# Cyp kentuckiense in situ



## cnycharles (Jul 14, 2021)

View attachment IMG_6263.MOV
View attachment IMG_6274.MOV
View attachment IMG_6258.MOV
View attachment IMG_6218.MOV
View attachment IMG_6242.MOV
View attachment IMG_6217.MOV
Here are the videos I took at the kentuckiense site on my birthday may 24th. One video is too large; even split in half it won’t process. I’ll have to split it some more
At the moment, the files are still uploading and may be for awhile. I’ll check later to see if they finished


----------



## cnycharles (Jul 14, 2021)

Hmm


----------



## abax (Jul 14, 2021)

I think that was nice and I enjoyed the bird song as well. I haven't seen this Cyp. in
KY in years and that was horrifying hike.


----------



## KyushuCalanthe (Jul 14, 2021)

Can't see the video, just the sounds.


----------



## cnycharles (Jul 14, 2021)

I don’t know anything about how this site does video, to figure out why you can’t see the video; maybe try another device or browser?


----------



## KyushuCalanthe (Jul 15, 2021)

Peculiar. In Firefox the video player shows up, but with no video, just sound. I run an ad blocker, disabled that, and still didn't work. Played with preferences, still nothing. Then logged into Chrome on another machine and saw a bunch of ads, and a few attachments. I downloaded these and then viewed them. 

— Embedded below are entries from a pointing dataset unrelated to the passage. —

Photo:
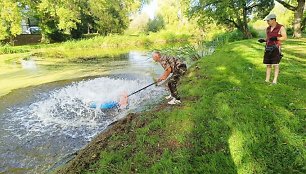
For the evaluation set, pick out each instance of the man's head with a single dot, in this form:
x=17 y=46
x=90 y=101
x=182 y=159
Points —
x=271 y=19
x=156 y=56
x=124 y=100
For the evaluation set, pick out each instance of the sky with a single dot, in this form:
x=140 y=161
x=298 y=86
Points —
x=150 y=9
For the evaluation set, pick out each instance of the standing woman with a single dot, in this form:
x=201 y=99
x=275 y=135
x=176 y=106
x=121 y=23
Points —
x=275 y=34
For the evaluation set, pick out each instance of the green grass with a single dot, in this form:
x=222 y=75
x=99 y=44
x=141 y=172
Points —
x=230 y=121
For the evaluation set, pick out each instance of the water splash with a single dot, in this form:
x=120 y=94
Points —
x=66 y=110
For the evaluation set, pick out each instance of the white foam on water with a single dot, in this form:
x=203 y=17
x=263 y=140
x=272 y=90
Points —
x=66 y=110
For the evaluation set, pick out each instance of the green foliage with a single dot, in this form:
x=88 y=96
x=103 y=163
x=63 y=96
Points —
x=156 y=24
x=10 y=19
x=230 y=120
x=231 y=13
x=7 y=49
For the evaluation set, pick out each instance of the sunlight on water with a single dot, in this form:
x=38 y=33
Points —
x=66 y=110
x=28 y=64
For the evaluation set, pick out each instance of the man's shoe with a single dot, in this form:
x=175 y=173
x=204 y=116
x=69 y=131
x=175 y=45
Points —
x=174 y=101
x=168 y=97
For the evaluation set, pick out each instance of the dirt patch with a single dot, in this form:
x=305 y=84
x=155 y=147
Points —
x=91 y=153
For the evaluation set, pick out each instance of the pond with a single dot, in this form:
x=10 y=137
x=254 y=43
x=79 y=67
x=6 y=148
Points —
x=43 y=125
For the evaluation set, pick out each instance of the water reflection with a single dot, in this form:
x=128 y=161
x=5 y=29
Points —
x=41 y=125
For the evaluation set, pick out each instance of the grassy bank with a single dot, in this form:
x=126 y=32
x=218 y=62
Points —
x=230 y=121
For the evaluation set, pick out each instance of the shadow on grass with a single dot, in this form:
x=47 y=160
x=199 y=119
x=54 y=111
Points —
x=244 y=125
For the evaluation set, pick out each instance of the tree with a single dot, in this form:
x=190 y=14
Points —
x=156 y=24
x=232 y=13
x=298 y=8
x=10 y=19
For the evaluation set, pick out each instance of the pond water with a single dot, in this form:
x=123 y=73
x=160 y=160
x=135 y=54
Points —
x=42 y=125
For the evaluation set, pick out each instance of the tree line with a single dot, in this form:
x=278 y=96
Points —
x=65 y=19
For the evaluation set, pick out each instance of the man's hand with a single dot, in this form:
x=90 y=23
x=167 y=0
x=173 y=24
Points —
x=159 y=80
x=273 y=39
x=261 y=40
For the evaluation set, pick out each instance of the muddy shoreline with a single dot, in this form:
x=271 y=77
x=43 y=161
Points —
x=91 y=152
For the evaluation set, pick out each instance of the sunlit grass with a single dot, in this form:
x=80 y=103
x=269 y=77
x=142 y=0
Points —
x=230 y=121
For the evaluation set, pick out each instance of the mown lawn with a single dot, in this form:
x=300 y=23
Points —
x=230 y=121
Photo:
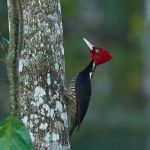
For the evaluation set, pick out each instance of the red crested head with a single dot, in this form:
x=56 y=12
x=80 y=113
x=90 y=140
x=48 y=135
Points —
x=98 y=55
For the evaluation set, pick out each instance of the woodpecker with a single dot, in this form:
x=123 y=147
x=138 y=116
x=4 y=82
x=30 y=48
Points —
x=79 y=91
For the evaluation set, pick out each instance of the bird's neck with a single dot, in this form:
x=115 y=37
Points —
x=89 y=70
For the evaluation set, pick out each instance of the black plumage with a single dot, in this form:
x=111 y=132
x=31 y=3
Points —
x=79 y=93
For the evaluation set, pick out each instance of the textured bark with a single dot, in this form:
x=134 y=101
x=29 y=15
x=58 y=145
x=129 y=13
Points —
x=41 y=75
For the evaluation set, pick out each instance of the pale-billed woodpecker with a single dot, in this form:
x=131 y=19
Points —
x=79 y=92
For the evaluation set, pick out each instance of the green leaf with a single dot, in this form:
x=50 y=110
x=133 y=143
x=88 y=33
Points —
x=14 y=135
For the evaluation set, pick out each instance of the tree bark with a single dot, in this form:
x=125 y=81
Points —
x=37 y=81
x=146 y=81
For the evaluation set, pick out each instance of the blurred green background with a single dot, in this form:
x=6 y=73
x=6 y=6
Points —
x=119 y=112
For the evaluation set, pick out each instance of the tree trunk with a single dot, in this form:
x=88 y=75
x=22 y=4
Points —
x=36 y=71
x=146 y=81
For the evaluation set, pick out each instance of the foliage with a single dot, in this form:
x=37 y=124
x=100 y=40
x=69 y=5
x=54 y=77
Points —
x=14 y=135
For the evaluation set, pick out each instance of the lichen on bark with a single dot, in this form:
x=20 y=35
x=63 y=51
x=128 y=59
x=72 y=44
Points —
x=41 y=75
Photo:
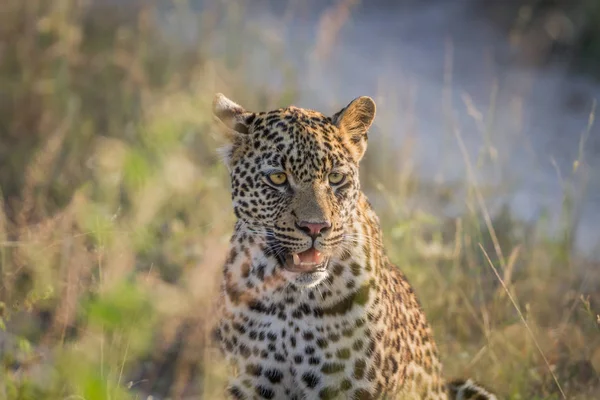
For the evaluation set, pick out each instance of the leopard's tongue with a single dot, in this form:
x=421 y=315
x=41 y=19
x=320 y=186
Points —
x=307 y=260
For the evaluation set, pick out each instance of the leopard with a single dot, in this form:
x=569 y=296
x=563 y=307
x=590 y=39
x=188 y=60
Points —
x=310 y=305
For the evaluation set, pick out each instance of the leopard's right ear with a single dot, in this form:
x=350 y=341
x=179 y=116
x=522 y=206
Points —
x=231 y=116
x=234 y=122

That all behind, it is really nice to see these beauties in their native home. Love the sounds as well. Thank you for the upload. I got to see it eventually.


----------



## cnycharles (Jul 15, 2021)

Yw


----------



## abax (Jul 15, 2021)

Loud n' clear on a Mac.


----------



## Happypaphy7 (Jul 15, 2021)

Videos work perfectly fine on my Mac also.
Thank you for sharing!


----------



## cnycharles (Jul 16, 2021)

Yw! Very few people ever see many of these orchids ‘live’ in their habitat


----------



## My Green Pets (Jul 16, 2021)

Maybe upload on YouTube or some other site and post the link?


----------



## chris20 (Jul 16, 2021)

Works on my iPad. Thanks for posting. A beautiful sight to see.


----------



## NYEric (Aug 31, 2021)

I don't see the videos either.


----------



## cnycharles (Aug 31, 2021)

Are you able to try a different browser?


----------



## SEMO-Cypr (Mar 30, 2022)

Thanks for posting! It worked on my iPhone..


----------



## Markhamite (Mar 30, 2022)

Great seeing these beautiful flowers in situ. I had to download the file and then open it to see the vid otherwise I could only hear the audio.


----------



## PhragNewbie021 (Mar 30, 2022)

In NJ or somewhere else?


----------



## Ray (Mar 30, 2022)

Not on my PC


----------



## cnycharles (Apr 1, 2022)

PhragNewbie021 said:


> In NJ or somewhere else?


Somewhere much else

I’ll look at trying to put it through YouTube and post a link. I think it’s because it was a Mac heic file and not an mpeg


----------